I suppose what I could have done is started off with no tax cuts, knowing that I was going to want some and then let them take credit for all of them. And maybe that’s the lesson I learned.
Damn. I really feel safe and hopeful with a doofus like this in the Oval Office. Okay, so Obama is inexperienced in politics, but he has a slew of advisors who not only are more experienced, they're supposedly of the slash-and-burn, take-no-prisoners variety. (And there's also the question, again, of why he wanted any tax cuts at all, since he knows they're not a remedy for the mess we're in. My not-so-ambivalent Obama-supporter friend reminds me that he campaigned on promises of middle-class tax cuts, and might as well keep one promise. Maybe so, but 1] as 40% of his economic plan, thereby undermining it? and b] he campaigned on those promises before the economy went belly-up, and might just gain credibility by explaining honestly that the situation has changed and other approaches are needed now.)

Obama went on rip Republicans who now lecture about the need for fiscal responsibility. “It’s a little hard for me to take criticism from folks about this recovery package after they presided over a doubling of the national debt,” he said. “I’m not sure they have a lot of credibility when it comes to fiscal responsibility.”
I'm not sure Obama has a lot of credibility either. In fact, given his support for the original Bush-Paulson-Obama-McCain-Frank bailout, he doesn't have any, and he should think about getting some. Don't you think?

Years ago I wondered whether joining the political Right leads to a drop in intelligence, or only the unintelligent would join in the first place. I suspect it's some of both. But now I'm beginning to wonder whether similar factors are involved in joining the Center-Right. Back in 1993 I watched then-President Bill Clinton's move to lift the ban on gays in the US military collapse in disarray before a tidal wave of homophobia. I couldn't hold Clinton himself particularly responsible for his team's failure to anticipate the opposition the move would encounter; rather I blame his much-touted gay and lesbian advisors, who should have known what to expect and helped him work out strategy. But it seems that they were as ignorant as their President, which translates as stupid: stupidity is when you know better, and have every reason to know better, but ignore what you know, probably because you're in power now and think that every knee will bend and every mouth confess your glory.

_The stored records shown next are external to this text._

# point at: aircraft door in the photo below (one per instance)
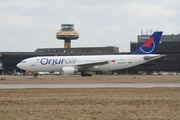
(34, 64)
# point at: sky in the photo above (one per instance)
(26, 25)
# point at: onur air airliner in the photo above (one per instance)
(69, 65)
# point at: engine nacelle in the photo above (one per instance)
(69, 70)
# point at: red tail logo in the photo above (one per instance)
(149, 43)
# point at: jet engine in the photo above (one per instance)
(69, 70)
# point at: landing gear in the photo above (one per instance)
(83, 74)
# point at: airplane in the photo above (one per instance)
(69, 65)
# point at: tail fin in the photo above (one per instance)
(149, 47)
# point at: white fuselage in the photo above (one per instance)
(56, 63)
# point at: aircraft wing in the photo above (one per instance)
(92, 64)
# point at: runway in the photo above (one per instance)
(91, 85)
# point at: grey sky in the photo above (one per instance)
(30, 24)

I just finished reading Obama's first book, Dreams from My Father, and was surprised at how good it was. I noticed, though, that in the introduction to the 2004 reprint edition I was reading, his style had slackened, become vaguer and more pompous. I'd decided to read it in the first place because I'd seen some quotations that indicated that Obama had once been smarter about American history and politics, about race, about class, than he has shown himself to be since he began running for the Presidency. And it turned out to be true: when he wrote Dreams from My Father he knew full well that racism is endemic in America, and he'd seen enough of machine politics in Chicago to understand how structural racism and classism work. He seems to have forgotten all that in the past decade. He'd better start remembering, not just for his own sake (unless he wants to be remembered as another Jimmy Carter, a blip on the historical radar before the Republicans come roaring back), but for the sake of the people he's sworn to serve.